Alguém fala do próximo ano e eu digo: "Caso alguém esteja no meu lugar, mostrem tudo o que aprenderam, porque eu não educo vocês para serem bons comigo, mas para serem bons lá fora. E jamais me comparem com quem estiver com vocês." E ouço uma resposta curta e significativa. " E dá pra comparar?". Lágrimas rolam. Meu Deus, o que é isso?

Finalmente as mãos que começaram marcando as minha camiseta na primeira aula do ano, escrevem nas luvas que representam as mãos que se transformaram, o que eles querem receber e o que querem dar para o resto da vida. A mão esquerda recebe, a direita dá. E como último exercício, as mãos desenham pelo espaço, mãos direitas encontram mãos esquerdas. Abraços, abraços, lágrimas, um pouco mais de conversa. O último beijo na testa, uma foto em grupo e uma foto com cada criança. Já é tradição. Cada um receberá a sua.

Acabou.

Foi assim que aconteceu. Foi assim que essas crianças entraram em minha vida e nunca mais saíram. Eu torço para que elas sigam curando o mundo, encontrando mãos que possam receber tudo o que elas têm para dar e que também elas possam encontrar o que precisam. Já tinha amado antes, mas a experiência que tive com essas turmas servem como a confirmação, o arremate final, o segredo da alquimia perfeita: um educador que ama e encontra olhares dispostos.

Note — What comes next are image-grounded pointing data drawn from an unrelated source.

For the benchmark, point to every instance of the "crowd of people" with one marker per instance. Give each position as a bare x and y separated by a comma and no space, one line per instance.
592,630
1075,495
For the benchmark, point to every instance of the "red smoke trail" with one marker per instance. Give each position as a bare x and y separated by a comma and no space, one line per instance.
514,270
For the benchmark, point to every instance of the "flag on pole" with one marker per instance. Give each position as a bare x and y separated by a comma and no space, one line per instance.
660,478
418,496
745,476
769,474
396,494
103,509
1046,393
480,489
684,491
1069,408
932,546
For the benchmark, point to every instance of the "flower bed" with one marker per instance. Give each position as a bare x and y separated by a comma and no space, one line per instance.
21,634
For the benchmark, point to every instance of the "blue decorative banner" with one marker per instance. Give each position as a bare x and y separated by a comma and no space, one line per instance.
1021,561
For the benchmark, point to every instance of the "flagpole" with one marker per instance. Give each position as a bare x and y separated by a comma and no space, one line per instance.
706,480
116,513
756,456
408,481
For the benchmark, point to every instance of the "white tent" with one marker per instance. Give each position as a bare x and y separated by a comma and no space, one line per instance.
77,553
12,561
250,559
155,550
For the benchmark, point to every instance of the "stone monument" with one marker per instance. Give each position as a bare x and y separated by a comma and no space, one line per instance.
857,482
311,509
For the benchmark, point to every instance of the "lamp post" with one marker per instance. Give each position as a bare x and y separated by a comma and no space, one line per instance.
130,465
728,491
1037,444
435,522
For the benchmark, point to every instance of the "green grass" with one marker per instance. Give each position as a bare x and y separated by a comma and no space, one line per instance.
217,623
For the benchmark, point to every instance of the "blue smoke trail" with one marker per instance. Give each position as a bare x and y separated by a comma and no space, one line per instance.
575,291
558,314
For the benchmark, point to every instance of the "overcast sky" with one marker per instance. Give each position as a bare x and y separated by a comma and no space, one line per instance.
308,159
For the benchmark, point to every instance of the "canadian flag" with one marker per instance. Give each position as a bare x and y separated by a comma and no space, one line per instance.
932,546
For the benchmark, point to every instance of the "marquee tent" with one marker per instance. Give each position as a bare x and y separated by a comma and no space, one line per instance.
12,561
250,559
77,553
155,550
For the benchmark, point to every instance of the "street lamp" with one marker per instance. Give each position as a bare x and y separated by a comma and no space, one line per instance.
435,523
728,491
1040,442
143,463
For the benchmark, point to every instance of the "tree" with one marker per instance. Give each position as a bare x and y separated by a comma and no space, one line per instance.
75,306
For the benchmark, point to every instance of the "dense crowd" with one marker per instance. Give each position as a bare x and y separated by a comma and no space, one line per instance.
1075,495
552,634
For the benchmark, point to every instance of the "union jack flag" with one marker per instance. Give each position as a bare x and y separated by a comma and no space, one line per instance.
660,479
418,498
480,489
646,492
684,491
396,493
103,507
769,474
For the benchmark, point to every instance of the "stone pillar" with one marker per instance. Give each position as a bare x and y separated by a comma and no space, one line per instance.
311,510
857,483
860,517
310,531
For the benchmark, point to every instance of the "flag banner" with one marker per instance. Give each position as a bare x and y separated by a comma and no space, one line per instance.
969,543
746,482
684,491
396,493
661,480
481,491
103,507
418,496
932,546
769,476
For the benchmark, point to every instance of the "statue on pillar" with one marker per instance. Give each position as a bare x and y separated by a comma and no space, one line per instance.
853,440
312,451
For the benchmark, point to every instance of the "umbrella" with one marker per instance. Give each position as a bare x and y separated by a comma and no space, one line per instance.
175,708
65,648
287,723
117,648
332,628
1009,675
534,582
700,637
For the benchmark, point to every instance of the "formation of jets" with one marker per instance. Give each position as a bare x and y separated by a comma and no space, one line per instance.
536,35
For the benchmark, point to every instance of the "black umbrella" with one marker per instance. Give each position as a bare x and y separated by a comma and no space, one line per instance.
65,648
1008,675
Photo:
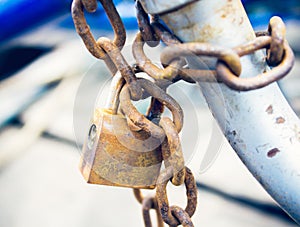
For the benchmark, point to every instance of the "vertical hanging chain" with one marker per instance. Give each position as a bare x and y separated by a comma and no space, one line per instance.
228,69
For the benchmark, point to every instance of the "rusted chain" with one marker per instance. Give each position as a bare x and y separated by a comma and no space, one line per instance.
182,216
147,66
245,84
162,198
83,29
90,5
276,51
151,203
186,74
148,203
126,71
140,120
144,26
172,151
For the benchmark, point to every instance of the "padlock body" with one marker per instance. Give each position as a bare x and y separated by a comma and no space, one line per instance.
114,155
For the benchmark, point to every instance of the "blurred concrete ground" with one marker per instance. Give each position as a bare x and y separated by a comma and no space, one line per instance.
41,184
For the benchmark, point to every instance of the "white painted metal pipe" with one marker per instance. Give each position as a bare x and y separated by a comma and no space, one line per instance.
260,125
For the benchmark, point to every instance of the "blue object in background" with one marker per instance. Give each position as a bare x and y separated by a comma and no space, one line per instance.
17,16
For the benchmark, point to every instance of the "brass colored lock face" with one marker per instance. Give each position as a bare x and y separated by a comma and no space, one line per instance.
114,155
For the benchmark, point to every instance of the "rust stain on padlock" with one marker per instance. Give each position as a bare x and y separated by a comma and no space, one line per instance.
114,155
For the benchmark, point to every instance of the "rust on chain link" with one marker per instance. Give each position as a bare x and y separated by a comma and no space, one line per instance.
261,80
148,203
90,5
147,66
172,152
126,71
182,216
144,26
276,51
162,198
139,119
83,29
228,70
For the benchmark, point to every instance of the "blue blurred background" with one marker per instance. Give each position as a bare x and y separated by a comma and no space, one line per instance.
48,86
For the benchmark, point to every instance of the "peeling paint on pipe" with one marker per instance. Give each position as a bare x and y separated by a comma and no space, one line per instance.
249,120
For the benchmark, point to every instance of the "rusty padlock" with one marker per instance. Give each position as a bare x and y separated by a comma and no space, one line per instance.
115,155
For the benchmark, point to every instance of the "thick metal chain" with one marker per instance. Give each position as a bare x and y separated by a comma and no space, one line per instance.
228,68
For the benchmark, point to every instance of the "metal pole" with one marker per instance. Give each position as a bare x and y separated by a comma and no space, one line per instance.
260,125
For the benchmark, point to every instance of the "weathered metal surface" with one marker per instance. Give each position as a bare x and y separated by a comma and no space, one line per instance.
172,151
162,198
114,155
162,6
140,120
269,149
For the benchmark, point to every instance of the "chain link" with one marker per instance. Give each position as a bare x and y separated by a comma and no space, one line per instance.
174,68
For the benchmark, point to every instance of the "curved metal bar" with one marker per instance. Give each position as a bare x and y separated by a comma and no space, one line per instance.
260,125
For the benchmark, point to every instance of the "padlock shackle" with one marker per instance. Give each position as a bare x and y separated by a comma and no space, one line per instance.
139,119
113,100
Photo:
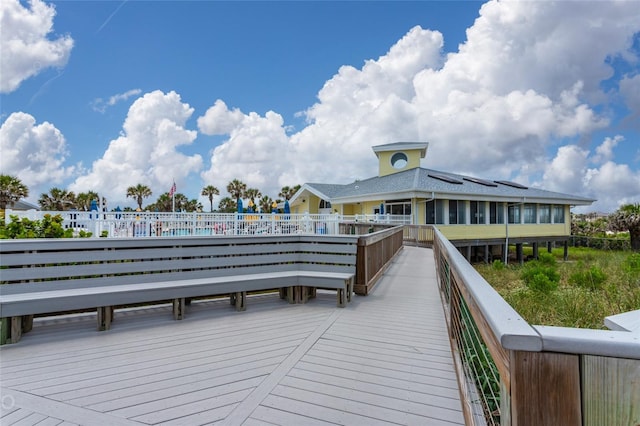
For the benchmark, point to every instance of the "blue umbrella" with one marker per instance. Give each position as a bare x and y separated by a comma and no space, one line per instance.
287,209
93,208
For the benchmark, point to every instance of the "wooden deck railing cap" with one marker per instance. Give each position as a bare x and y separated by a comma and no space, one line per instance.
509,328
619,344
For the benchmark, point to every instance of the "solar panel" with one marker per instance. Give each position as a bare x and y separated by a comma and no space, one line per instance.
445,178
480,181
511,184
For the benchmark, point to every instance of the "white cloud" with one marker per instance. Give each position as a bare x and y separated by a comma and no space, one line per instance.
609,183
630,90
527,81
219,120
147,151
614,185
35,153
255,152
604,152
527,78
100,105
26,50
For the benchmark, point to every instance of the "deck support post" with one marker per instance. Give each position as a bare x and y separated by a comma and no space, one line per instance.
179,308
240,299
105,316
545,389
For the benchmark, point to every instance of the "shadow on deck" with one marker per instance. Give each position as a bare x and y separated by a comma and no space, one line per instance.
385,359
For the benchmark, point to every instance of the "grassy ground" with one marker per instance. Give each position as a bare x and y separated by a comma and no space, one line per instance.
593,284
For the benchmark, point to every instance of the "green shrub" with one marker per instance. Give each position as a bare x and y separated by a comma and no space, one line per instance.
632,263
540,277
592,278
546,259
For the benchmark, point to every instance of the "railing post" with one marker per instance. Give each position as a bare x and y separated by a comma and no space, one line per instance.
545,389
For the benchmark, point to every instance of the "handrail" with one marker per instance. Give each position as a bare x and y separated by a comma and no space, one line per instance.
375,252
514,373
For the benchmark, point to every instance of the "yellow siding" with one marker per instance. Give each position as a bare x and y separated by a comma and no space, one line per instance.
470,232
413,161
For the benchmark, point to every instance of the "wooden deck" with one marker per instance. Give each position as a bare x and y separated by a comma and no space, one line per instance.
385,359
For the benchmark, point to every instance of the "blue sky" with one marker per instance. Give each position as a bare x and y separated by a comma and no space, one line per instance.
104,95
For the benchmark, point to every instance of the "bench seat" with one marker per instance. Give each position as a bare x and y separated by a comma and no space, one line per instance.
57,279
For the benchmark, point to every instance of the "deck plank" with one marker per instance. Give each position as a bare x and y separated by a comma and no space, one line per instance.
383,360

Agradeço imensamente a todos que estiveram comigo nesta jornada. À toda equipe, aos de hoje e de ontem, aos que acompanharam de perto e de longe, mas acima de tudo a cada criança com quem tive o privilégio de conviver durante este Tempo de Escola. Vocês mudaram minha vida, chegaram e tomaram meu coração de assalto. Eu amo vocês de uma forma tão intensa. Se algo próximo disso, for o sentimento de ser pai, não vejo a hora de ter filhos. Enquanto isso, peço licença aos pais de vocês para chamá-los de AMORES DA MINHA VIDA. OBRIGADO POR TEREM VIVIDO COMIGO ESSE TEMPO.

E hoje crio uma nova expressão para falar sobre o dia de hoje. Todas foram quartas fantásticas, mas esta será eternamente conhecida como a A QUARTA INESQUECÍVEL. \






2 comentários:

Anônimo disse...

Lindo! É triste saber que coisas incríveis se acabam ;; (((((( parabéns a todos que participaram disso , Varlei você é 10 ! Eu te amo muito ♡

Grace Luciana disse...

Varlei fico muito emocionada com o que li. Não é o fim é o começo para cada uma dessas crianças maravilhosas. Ter vc na vida delas irá mudar pra sempre cada uma das escolhas de vida delas. Quero muito que vc retorne, mas entenderei sua posição. O futuro a Deus pertence, mas peço a Ele que vc esteja lá. Minha total admiração e amizade a vc. Muito obrigada por existir.